Jumilla, Bodegas Luzón, Espagne

14,60$ (10 858 158) 3$ CORSÉ COUP DE COEUR

Cette nouveauté, à base de monastrell et de syrah, arrivée pour la première fois au printemps 2008 avec son millésime 2006, est de retour, après une tout aussi réussie version 2007, avec un 2008 renforçant son nouveau statut d'aubaine espagnole. Vous vous sustenterez d'un vin marqué par un fruité débordant, au profil à la fois confit, fumé, épicé et boisé, mais sans excès, à la bouche voluptueuse. Les tanins sont dodus, le corps plein et les saveurs longues. Difficile de trouver mieux à ce prix chez les rouges de Jumilla offerts à la SAQ, sans oublier que, grâce à ses 14% d'alcool et à ses tanins mûrs, c'est le rouge parfait pour soutenir le feu des piments forts. Dégusté sur un sauté de boeuf asiatique aux piments forts, le paradis était à ma porte... Les grillades franchement épicées sont donc aussi de mise.

 

Château de La Dauphine 2001

Fronsac, Domaines Jean Halley, France

37$ (10 517 741) 31/2 CORSÉ COUP DE COEUR

Le retour d'un 2001 d'un charme fou, doté d'un velouté de texture à la pomerol, aux tanins enveloppés dans une gangue moelleuse et aux saveurs expansives laissant deviner des notes de cerise noire, de prune, de café et de sous-bois. Ancienne propriété des Établissements Jean-Pierre Moueix, La Dauphine est depuis 2000 la propriété de Jean Halley.
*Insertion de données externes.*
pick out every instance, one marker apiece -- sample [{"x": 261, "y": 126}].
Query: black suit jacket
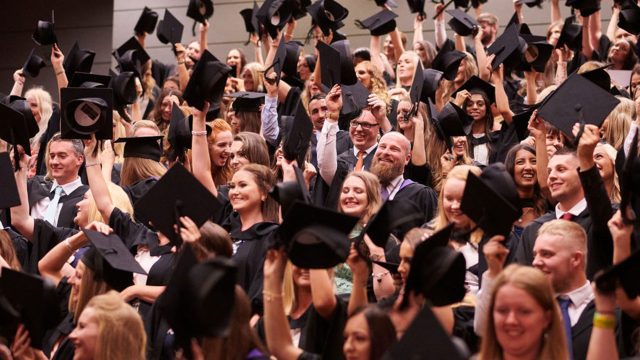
[
  {"x": 39, "y": 188},
  {"x": 327, "y": 195},
  {"x": 593, "y": 219}
]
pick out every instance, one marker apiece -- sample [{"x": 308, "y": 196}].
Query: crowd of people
[{"x": 472, "y": 196}]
Ce nouveau propriétaire libournais élabore aussi l'excellent Château La Croix Canon 2001. Après l'avoir sagement oxygéné en carafe pendant 15 minutes, il s'est lové comme pas un sur une poêlée de cuisses et de poitrines de cailles, escortées de riz sauvage aux champignons et au café.

 

Camins del Priorat 2007

Priorat, Bodega Alvaro Palacios, Espagne

24,95$ (11 180 351) 31/2 CORSÉ COUP DE COEUR

Voici un nouveau priorat, provenant de nouveaux achats de raisins et de lots de vins en cuves qu'Alvaro Palacios a eu l'opportunité d'acheter en 2007. L'idée de ce talentueux viticulteur est de proposer un priorat de haute tenue à un prix égal à son excellent Pétalos du Bierzo. Il en résulte un cru d'une grande fraîcheur aromatique et passablement riche, jouant dans la sphère du clou de girofle, du poivre, de la framboise et de la violette. La bouche est tout aussi engageante que chez les autres crus d'Alvaro. Les tanins sont serrés, mais très fins. L'acidité fraîche. Le boisé complètement intégré. Les saveurs expressives, aériennes et très longues. Oxygénez-le fortement en carafe 30 minutes, puis cuisinez-lui une pièce de boeuf grillée, parfumée d'un mélange poivre et cannelle, puis accompagnée d'une purée de céleri-rave au clou de girofle. Il gagnera en longueur et en présence!